International Christian Concern recently interviewed a Christian leader, Gianni, from a heavily persecuted Chengdu-based house church via an encrypted messaging app. His answers provide a glimpse into the persistent challenges our brothers and sisters in China face.

How are you using technology to spread the gospel, gather, and communicate?

In my religious life, I use technology for communication on two fronts. First, is to publicly witness and spread the gospel. I use social media that is used within China, mainly WeChat and its public account. Second, [I use technology to] serve at church. I would use Telegram, which is blocked in China, so I need to employ VPN [to gain access]. For worship, we use Zoom.

Has technology made it easier to keep the underground church alive?

From a church-building perspective, technology has provided a minimum guarantee. When house churches are cracked down, there is at least a basic connection between the leadership team and the congregation or members to members. That way, the flock will not disperse completely if being struck. Without the internet, gathering and the link between Christians would be very weak, scattered, and on a smaller scale. With this technology, we can still maintain online gatherings with more than 500 participants.

What fears do you have about detection from the government?

I am not afraid of the government’s secret investigation. Our faith is “declare with your mouth and believe in your heart,” publicly testifying for Him in the name of Jesus Christ. It is neither the church’s responsibility nor does it have the capacity to counter the investigation. We are a fellowship formed by God’s children, not a spy agency. [Our purpose] is so that the souls live in truth, freedom, and joy, not to make our flesh more secure.

How difficult is it to circumvent government detection?

From a technical side, it is not difficult. The server of our app is set up overseas, so the government cannot obtain user information from the back end.

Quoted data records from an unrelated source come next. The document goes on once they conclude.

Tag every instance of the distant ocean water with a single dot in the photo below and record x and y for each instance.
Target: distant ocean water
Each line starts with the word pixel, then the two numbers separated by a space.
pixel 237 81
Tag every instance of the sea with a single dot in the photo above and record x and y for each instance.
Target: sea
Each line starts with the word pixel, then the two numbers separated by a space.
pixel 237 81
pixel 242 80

In fact, scouting is more difficult for the government. To thoroughly monitor a person all day, you need enormous manpower, resources, and refined technology. Our government is incapable of doing that at the moment.

I have dealt with their law enforcement departments for a while now, and I have discovered that they are, in fact, frail and clumsy.

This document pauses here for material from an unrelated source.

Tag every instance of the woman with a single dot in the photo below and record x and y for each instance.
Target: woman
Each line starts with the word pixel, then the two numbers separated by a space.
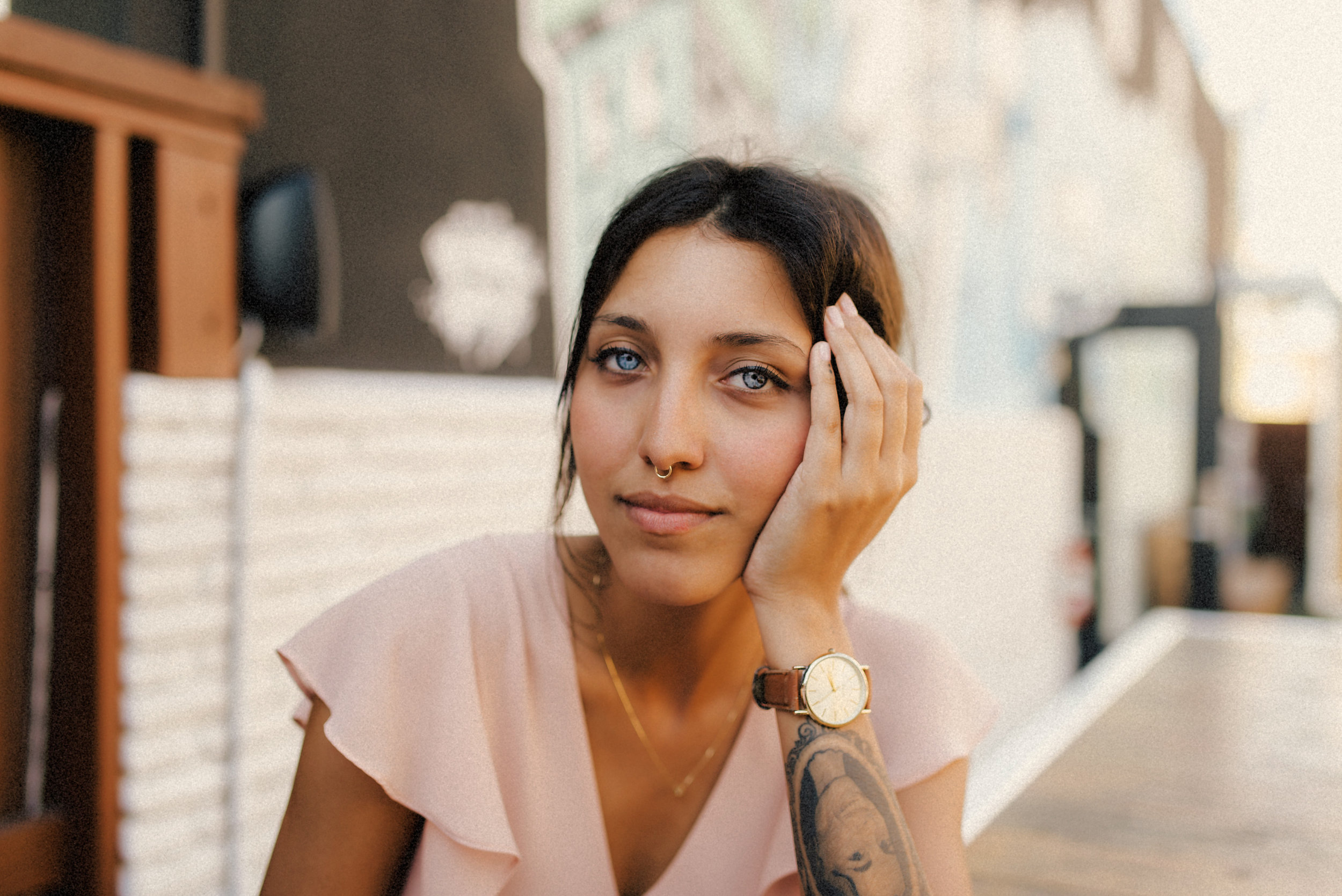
pixel 575 715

What would you like Christians in the West to know and understand about your situation? How can Christians in the West help you?

Our church usually shares and updates our information to tell the world what is happening to us while asking everyone to pray for us. Though house churches in China have endured a tremendous crackdown, it has not reached the point where I lose my freedom or my life is under threat. Since I have not lost faith, I will try to keep living my life to do the following: share the gospel with people in freedom and joy, receive new brothers and sisters and disciple them, and send preachers to plant churches.

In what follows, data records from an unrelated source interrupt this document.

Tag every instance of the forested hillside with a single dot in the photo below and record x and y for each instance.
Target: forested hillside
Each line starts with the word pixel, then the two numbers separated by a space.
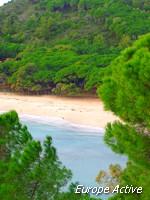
pixel 63 46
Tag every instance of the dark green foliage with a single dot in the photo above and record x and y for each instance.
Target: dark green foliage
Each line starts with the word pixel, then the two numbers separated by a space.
pixel 127 84
pixel 67 41
pixel 28 169
pixel 125 90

If I am incarcerated, then so be it. Nothing will separate us from the love of Christ.

Therefore, I do not think I lack anything. Perhaps, living in China, continuously experiencing deprivation and loss, is a greater path gifted to us by God. Brothers and sisters in the West, please pay attention to our situation and pray for us. We would be grateful for that.

Gianni has been detained several times by the local authorities. The landlord of his rented apartment repeatedly threatened him. Electricity and water at his home were shut off by the police. The keyhole to his apartment’s door was filled with glue. All of this happened because he refused to budge and leave his house church to join a government-vetted Three-Self church.